As argued by Alberto Sanna in this EMP, common conceptions of how to approach the performance of a core seventeenth-century repertoire, namely the instrumental music of Arcangelo Corelli (1653–1713), deserves closer scrutiny.
He points out a continued tendency to apply conventions associated with eighteenth-century performance practice, which acts as a kind of one-size-fits-all “Baroque” performance style.
The nomenclature on the title page of Corelli’s Op. 5 Sonate a violino e violone o cimbalo has been noted and discussed before (for instance by David Watkin in “Corelli’s op. 5 sonatas: ‘violino e violone o cimbalo’?”, Early Music, 24/3 (1996), 645–63).
Sanna takes the matter a step further by drawing attention to the way Corelli’s collection belongs to the repertoire of seventeenth-century Italian duos, in which parts for instruments whose function was to provide harmonic support (harpsichord, theorbo), were usually provided separate from the string bass.

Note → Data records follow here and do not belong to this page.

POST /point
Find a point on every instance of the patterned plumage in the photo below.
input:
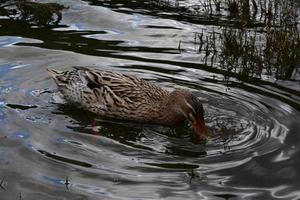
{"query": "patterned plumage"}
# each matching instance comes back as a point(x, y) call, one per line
point(121, 96)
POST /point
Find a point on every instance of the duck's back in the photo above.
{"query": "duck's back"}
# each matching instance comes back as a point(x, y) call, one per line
point(111, 94)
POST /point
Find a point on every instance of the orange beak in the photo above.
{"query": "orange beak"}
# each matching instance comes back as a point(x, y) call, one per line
point(200, 129)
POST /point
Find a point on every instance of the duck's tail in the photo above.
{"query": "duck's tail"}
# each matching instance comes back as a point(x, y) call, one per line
point(54, 73)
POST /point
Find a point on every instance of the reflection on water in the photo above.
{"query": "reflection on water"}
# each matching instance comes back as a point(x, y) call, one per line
point(53, 151)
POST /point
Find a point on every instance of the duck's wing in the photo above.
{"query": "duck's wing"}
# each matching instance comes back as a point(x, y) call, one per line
point(119, 89)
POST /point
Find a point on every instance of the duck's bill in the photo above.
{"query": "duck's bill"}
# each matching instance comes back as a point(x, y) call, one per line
point(200, 129)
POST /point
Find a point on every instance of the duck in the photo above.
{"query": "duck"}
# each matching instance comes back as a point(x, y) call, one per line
point(122, 96)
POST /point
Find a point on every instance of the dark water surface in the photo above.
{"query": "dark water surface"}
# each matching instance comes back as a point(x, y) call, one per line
point(50, 151)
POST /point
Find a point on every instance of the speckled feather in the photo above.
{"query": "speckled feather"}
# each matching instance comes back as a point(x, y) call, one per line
point(116, 95)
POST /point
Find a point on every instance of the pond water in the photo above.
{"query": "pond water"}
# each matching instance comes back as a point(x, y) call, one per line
point(50, 151)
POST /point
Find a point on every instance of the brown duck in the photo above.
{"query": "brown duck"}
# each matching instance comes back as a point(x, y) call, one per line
point(122, 96)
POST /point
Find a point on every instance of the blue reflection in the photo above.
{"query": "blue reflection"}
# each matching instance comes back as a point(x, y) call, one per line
point(22, 134)
point(53, 180)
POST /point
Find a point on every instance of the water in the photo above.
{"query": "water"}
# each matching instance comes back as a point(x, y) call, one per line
point(51, 151)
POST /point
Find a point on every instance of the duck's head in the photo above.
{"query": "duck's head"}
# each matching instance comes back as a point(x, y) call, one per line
point(190, 106)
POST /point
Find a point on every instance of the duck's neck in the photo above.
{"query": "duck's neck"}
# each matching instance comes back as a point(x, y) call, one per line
point(169, 111)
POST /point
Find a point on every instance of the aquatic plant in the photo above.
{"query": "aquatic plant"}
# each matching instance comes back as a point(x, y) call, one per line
point(32, 12)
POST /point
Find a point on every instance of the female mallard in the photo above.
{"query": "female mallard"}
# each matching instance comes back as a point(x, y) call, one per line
point(121, 96)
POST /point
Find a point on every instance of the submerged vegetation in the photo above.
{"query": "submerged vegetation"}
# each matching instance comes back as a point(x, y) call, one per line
point(32, 12)
point(256, 37)
point(272, 47)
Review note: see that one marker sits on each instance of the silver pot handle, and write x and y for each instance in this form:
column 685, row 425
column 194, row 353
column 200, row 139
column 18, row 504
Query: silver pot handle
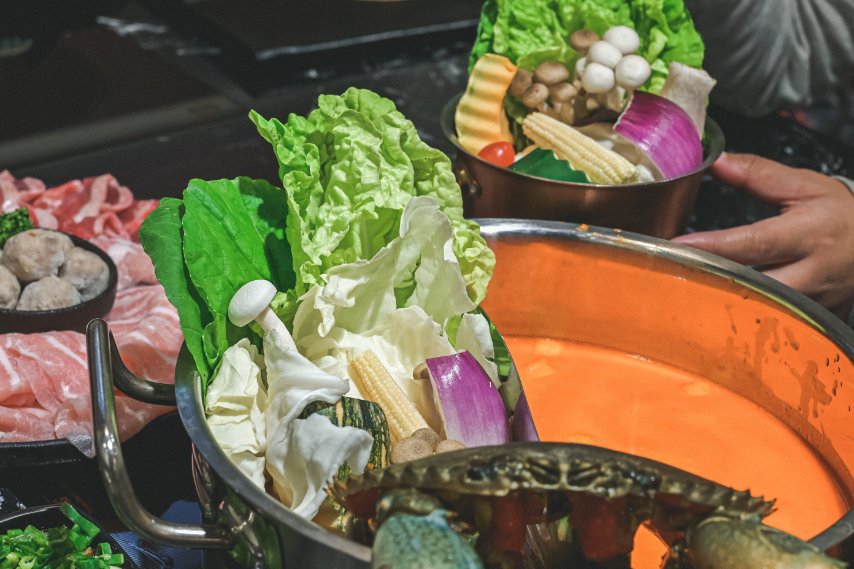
column 111, row 461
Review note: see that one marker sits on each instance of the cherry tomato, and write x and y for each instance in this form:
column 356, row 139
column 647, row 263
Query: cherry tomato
column 499, row 153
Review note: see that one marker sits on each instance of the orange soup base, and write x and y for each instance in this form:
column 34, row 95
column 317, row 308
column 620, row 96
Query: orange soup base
column 591, row 395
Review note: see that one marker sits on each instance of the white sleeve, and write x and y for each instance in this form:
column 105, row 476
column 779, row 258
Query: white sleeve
column 771, row 54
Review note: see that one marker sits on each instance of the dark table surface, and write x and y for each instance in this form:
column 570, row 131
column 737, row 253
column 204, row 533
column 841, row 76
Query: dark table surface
column 130, row 89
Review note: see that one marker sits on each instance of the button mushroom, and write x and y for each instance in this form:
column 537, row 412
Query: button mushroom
column 562, row 92
column 632, row 72
column 597, row 78
column 252, row 302
column 535, row 95
column 605, row 53
column 521, row 81
column 550, row 72
column 581, row 40
column 623, row 38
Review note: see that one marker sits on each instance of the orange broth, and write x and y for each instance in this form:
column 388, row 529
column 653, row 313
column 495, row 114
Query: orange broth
column 592, row 395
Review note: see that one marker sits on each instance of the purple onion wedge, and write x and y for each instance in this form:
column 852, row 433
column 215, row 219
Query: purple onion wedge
column 664, row 132
column 470, row 406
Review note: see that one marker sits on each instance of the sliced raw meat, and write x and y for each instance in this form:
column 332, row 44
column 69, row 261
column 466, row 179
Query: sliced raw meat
column 44, row 381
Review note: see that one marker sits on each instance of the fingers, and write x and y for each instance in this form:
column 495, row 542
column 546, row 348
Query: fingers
column 767, row 242
column 765, row 179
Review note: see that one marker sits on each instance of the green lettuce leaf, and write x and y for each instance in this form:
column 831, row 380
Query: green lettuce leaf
column 532, row 31
column 162, row 237
column 349, row 169
column 223, row 234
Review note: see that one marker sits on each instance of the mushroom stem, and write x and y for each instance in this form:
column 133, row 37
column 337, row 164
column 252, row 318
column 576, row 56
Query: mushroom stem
column 252, row 302
column 268, row 321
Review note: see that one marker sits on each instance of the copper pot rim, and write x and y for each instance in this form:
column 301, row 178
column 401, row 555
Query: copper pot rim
column 191, row 410
column 713, row 150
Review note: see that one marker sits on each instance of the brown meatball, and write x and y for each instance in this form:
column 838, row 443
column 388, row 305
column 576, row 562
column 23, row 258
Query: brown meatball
column 35, row 253
column 47, row 294
column 86, row 271
column 10, row 288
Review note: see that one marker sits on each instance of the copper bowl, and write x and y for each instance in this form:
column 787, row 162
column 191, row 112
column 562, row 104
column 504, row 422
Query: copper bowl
column 660, row 209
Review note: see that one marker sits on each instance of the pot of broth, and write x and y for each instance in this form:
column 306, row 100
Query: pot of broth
column 621, row 341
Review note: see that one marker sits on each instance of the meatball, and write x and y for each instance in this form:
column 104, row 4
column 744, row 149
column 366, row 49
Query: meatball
column 36, row 253
column 10, row 289
column 86, row 271
column 47, row 294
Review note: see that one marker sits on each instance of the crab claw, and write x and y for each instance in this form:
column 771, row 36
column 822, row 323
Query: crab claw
column 416, row 534
column 722, row 542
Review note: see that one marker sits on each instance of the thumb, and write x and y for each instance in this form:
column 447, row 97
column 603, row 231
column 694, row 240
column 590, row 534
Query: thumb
column 767, row 180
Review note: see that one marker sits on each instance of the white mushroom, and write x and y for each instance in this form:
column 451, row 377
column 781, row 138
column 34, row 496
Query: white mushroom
column 623, row 38
column 632, row 72
column 580, row 65
column 252, row 302
column 597, row 78
column 605, row 53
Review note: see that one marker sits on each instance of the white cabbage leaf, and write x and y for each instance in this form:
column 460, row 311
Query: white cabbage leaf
column 304, row 454
column 396, row 304
column 235, row 405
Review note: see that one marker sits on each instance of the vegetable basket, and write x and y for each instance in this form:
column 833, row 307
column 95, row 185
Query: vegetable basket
column 549, row 282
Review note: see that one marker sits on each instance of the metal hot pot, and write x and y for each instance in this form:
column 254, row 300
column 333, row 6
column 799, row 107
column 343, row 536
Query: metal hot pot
column 548, row 282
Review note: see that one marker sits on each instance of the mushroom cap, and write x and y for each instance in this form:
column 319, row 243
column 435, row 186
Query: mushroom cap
column 250, row 301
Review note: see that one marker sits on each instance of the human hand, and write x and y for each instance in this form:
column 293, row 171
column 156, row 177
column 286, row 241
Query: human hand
column 808, row 246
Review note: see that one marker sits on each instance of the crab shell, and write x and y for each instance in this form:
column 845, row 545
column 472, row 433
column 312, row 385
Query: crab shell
column 596, row 483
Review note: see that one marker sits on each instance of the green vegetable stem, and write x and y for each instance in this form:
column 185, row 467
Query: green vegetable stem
column 60, row 547
column 13, row 223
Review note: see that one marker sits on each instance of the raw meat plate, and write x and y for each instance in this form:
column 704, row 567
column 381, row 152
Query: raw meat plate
column 44, row 381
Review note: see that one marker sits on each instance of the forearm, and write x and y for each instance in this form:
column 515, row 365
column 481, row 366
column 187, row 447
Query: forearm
column 772, row 54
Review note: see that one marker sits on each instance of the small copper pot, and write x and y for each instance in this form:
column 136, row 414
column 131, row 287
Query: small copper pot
column 660, row 209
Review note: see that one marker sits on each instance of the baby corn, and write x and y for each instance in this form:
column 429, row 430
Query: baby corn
column 376, row 384
column 602, row 166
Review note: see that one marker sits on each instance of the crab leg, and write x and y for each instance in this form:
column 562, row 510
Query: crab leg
column 722, row 542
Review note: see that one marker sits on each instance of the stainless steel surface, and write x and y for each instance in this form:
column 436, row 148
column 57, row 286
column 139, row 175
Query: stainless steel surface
column 659, row 208
column 269, row 535
column 137, row 387
column 111, row 461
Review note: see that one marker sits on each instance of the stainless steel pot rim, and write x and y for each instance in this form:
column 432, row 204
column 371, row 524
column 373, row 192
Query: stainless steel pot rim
column 713, row 131
column 188, row 393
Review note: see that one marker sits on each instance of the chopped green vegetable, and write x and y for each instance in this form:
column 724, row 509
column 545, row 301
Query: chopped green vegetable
column 13, row 223
column 57, row 548
column 543, row 163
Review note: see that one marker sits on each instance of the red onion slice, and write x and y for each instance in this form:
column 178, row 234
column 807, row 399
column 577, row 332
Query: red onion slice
column 664, row 132
column 470, row 405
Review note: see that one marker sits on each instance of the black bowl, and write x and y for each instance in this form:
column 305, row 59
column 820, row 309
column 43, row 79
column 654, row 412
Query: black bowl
column 72, row 317
column 44, row 517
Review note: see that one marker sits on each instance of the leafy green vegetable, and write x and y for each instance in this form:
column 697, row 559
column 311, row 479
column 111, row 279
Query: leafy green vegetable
column 532, row 31
column 349, row 169
column 543, row 163
column 223, row 234
column 14, row 222
column 57, row 548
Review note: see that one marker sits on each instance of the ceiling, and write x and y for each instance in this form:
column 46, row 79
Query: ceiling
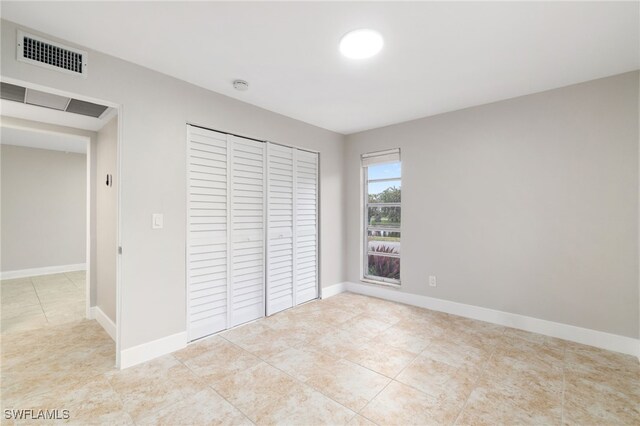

However, there remains a reluctance to take on board the conclusion that Corelli intended this music for violin and violoncello duo, or for violin and harpsichord as a second option (the term violone was used to indicate an 8-foot string bass instrument tuned to C-G-d-a).
Provocatively, we could attribute this to the way the discipline is structured, since professional lives continue to thrive on specialism in “Baroque” music, and all that entails from the point of view of marketing, and how music is taught in universities.